00d0 - 55 db 93 6b 34 96 9d 95-13 e1 67 c8 5b 27 1c 60 U..k4.....g.['.`
Start Time: 1600415053
Timeout : 7200 (sec)
Verify return code: 0 (ok)
Extended master secret: no
Max Early Data: 0
---
read R BLOCK
* OK [CAPABILITY IMAP4rev1 SASL-IR LOGIN-REFERRALS ID ENABLE IDLE LITERAL+ AUTH=PLAIN AUTH=LOGIN] Dovecot (Ubuntu) ready.
В конце концов, после долгих мучений я понял, что проблема здесь не имел ничего общего с certbot/Letsencrypt (как заявил Майкл Хэмптон в комментариях выше), но был связан с Virtualmin, у которого есть «своий способ» представлять сертификаты через Apache.

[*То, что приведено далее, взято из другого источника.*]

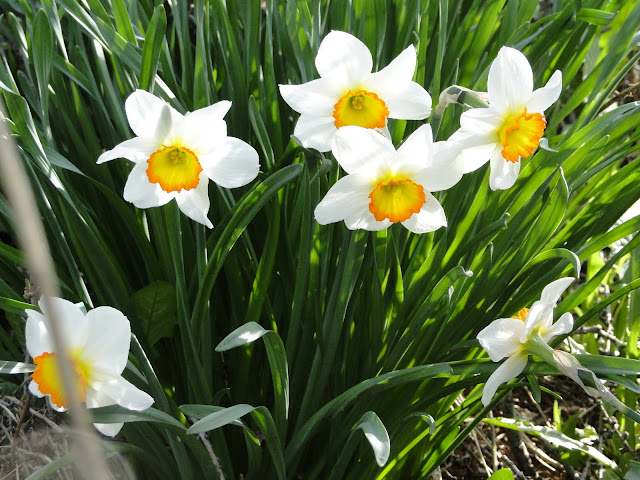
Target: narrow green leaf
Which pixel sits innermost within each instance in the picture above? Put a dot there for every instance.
(42, 51)
(247, 333)
(595, 16)
(502, 474)
(155, 306)
(152, 47)
(118, 414)
(220, 418)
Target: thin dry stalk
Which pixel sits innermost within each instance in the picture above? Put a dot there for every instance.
(31, 235)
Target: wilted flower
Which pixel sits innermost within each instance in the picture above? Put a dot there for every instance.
(385, 186)
(527, 333)
(176, 155)
(511, 128)
(347, 93)
(98, 344)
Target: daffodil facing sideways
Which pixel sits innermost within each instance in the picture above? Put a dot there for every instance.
(348, 93)
(511, 127)
(176, 155)
(527, 333)
(98, 347)
(384, 186)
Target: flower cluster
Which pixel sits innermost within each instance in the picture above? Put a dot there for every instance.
(345, 111)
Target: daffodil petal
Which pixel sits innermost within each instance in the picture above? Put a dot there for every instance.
(362, 150)
(510, 80)
(562, 326)
(194, 203)
(540, 317)
(503, 173)
(394, 76)
(35, 390)
(510, 369)
(430, 217)
(123, 393)
(71, 322)
(348, 197)
(233, 164)
(109, 429)
(317, 97)
(365, 220)
(552, 292)
(343, 57)
(413, 102)
(546, 96)
(203, 129)
(135, 149)
(37, 335)
(501, 338)
(145, 112)
(107, 346)
(143, 194)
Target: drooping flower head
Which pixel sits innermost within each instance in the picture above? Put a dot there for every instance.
(98, 344)
(347, 93)
(385, 186)
(511, 128)
(528, 332)
(176, 155)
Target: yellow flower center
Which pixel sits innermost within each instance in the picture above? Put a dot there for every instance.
(396, 199)
(360, 108)
(174, 168)
(520, 134)
(522, 314)
(47, 376)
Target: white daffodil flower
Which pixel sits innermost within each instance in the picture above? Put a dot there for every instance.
(511, 128)
(527, 333)
(98, 347)
(176, 155)
(347, 93)
(385, 186)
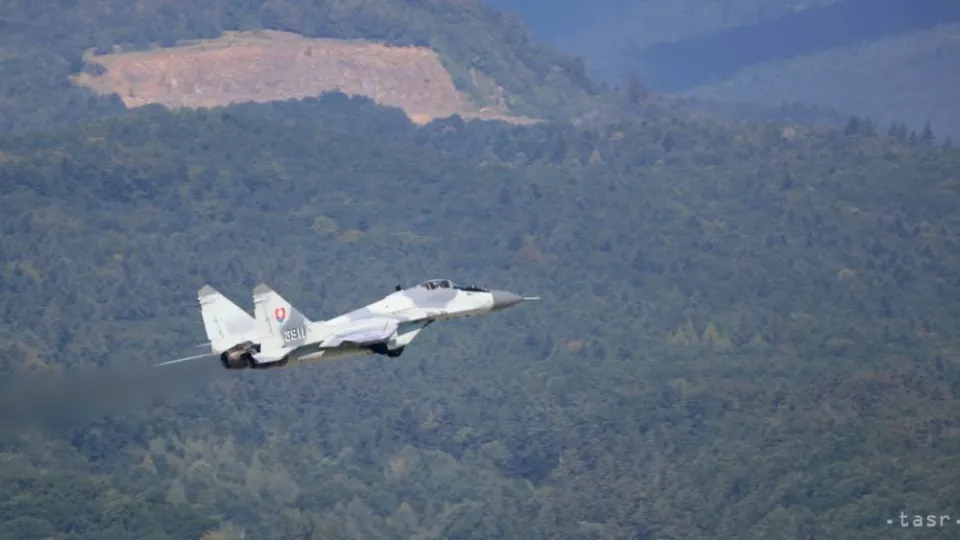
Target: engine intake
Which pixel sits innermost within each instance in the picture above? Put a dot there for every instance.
(239, 356)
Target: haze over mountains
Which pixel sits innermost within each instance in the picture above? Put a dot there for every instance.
(747, 330)
(892, 60)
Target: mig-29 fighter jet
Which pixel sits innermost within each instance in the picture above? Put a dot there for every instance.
(279, 335)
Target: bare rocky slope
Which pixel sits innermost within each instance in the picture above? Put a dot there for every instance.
(266, 65)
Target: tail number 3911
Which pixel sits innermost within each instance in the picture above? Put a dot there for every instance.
(295, 333)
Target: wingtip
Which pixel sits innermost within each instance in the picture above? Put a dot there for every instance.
(206, 291)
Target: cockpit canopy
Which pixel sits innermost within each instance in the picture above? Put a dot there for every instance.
(447, 284)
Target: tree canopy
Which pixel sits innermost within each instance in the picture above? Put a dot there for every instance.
(746, 331)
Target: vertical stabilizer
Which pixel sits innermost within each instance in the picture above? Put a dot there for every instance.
(224, 322)
(278, 323)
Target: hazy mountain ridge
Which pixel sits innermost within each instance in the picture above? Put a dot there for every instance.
(887, 59)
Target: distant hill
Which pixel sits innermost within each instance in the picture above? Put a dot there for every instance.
(490, 57)
(892, 60)
(267, 65)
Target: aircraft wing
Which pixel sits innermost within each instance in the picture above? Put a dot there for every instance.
(363, 332)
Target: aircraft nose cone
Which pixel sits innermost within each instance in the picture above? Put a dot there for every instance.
(505, 299)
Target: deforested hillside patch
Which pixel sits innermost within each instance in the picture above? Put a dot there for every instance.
(260, 66)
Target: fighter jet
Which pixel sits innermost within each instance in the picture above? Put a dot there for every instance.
(279, 335)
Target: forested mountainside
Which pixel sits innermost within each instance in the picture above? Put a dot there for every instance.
(892, 60)
(42, 43)
(745, 332)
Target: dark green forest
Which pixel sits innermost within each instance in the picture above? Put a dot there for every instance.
(747, 331)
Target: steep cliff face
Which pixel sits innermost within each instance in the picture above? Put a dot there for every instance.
(258, 66)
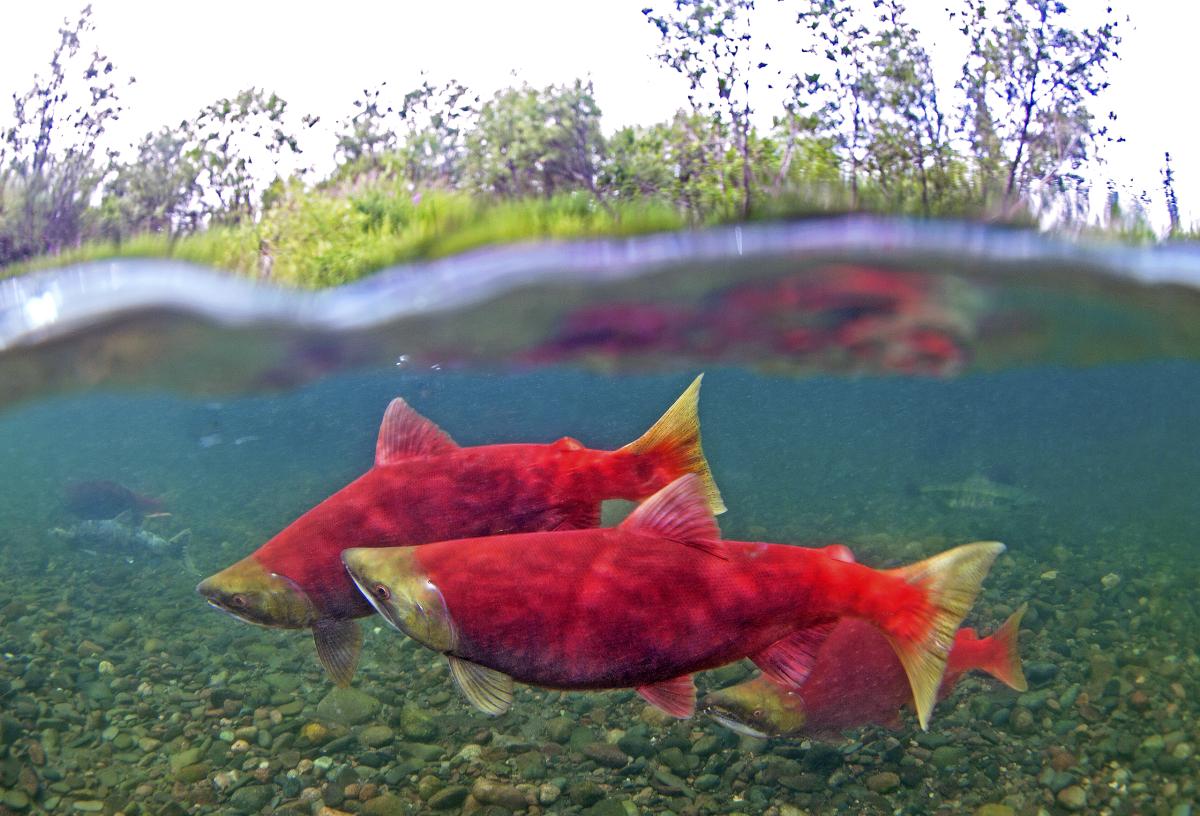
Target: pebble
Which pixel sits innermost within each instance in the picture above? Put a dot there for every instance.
(491, 792)
(1072, 798)
(883, 781)
(449, 798)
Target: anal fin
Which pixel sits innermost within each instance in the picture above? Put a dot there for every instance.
(676, 696)
(339, 647)
(790, 660)
(486, 689)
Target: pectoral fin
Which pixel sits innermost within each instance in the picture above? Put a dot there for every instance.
(676, 696)
(339, 646)
(790, 660)
(486, 689)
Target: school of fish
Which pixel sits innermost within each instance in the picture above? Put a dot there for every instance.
(493, 557)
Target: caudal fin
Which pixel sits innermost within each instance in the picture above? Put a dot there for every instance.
(675, 439)
(951, 582)
(1005, 654)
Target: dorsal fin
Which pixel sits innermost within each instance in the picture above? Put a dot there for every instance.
(568, 443)
(406, 433)
(679, 511)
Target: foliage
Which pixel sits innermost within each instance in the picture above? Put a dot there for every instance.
(1026, 83)
(531, 142)
(432, 171)
(47, 160)
(708, 42)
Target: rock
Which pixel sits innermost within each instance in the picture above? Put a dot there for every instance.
(491, 792)
(529, 765)
(606, 808)
(559, 729)
(388, 804)
(635, 744)
(15, 799)
(417, 725)
(947, 756)
(184, 759)
(585, 793)
(251, 798)
(673, 759)
(448, 798)
(1039, 673)
(377, 736)
(348, 707)
(10, 730)
(193, 773)
(606, 754)
(995, 810)
(883, 781)
(1072, 798)
(549, 793)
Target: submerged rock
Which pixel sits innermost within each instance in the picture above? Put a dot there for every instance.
(348, 707)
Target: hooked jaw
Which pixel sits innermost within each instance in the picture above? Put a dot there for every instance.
(251, 593)
(396, 586)
(755, 709)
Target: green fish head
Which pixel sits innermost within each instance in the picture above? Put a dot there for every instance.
(249, 592)
(394, 582)
(757, 708)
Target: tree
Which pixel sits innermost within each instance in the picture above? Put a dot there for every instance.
(708, 42)
(531, 142)
(226, 141)
(48, 171)
(1027, 83)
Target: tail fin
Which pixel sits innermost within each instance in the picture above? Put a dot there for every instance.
(1005, 655)
(951, 581)
(676, 438)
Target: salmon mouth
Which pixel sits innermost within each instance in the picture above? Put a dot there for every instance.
(735, 724)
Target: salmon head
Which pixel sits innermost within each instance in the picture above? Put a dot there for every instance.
(249, 592)
(756, 708)
(396, 585)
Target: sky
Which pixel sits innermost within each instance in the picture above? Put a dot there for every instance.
(185, 55)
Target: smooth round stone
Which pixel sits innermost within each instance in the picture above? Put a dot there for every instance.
(1073, 798)
(883, 781)
(449, 798)
(377, 736)
(994, 810)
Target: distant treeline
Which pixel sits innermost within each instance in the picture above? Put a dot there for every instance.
(870, 130)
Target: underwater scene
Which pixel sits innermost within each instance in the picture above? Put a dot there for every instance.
(954, 472)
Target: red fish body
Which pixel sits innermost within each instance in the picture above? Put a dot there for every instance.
(425, 487)
(647, 604)
(857, 681)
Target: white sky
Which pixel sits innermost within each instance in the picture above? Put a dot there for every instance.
(186, 55)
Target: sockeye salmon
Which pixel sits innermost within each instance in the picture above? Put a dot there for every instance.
(649, 603)
(425, 487)
(857, 681)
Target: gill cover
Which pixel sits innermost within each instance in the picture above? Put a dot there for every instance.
(397, 587)
(249, 592)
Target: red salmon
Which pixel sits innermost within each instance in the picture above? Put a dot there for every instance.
(649, 603)
(425, 487)
(857, 681)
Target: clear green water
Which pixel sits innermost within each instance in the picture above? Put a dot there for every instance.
(123, 693)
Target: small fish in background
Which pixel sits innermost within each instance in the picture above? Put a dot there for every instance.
(101, 498)
(121, 534)
(858, 681)
(425, 487)
(649, 603)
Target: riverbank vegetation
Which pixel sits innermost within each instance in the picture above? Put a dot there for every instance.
(437, 168)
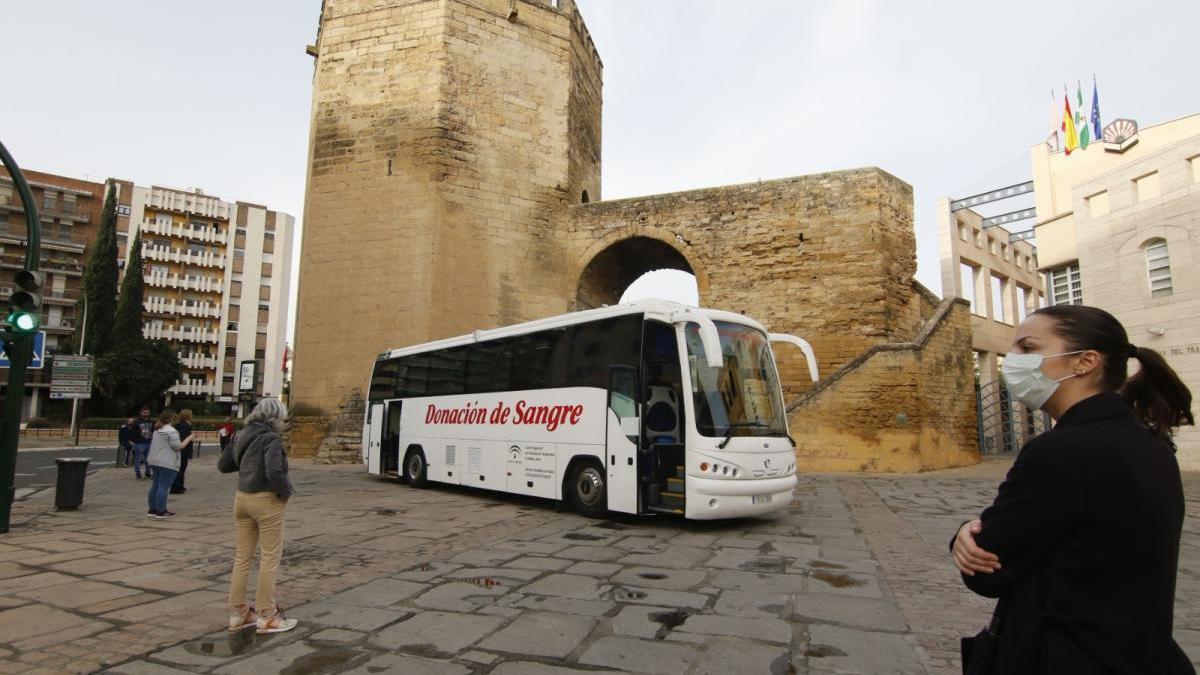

Итак, после ручной выдачи сертификатов через certbot, решение здесь заключалось в обновлении/обновлении сертификатов через Virtualmin. В моем случае я только что обновил сертификат CA: Virtualmin -> domain.com -> Конфигурация сервера -> Сертификат SSL -> Сертификат CA (введите полный путь к сертификату ssl.ca) -> Сохранить сертификат.
Я уверен, что Virtualmin может взять на себя всю работу по созданию/обновлению сертификатов Letsencrypt, но я еще не проверял это.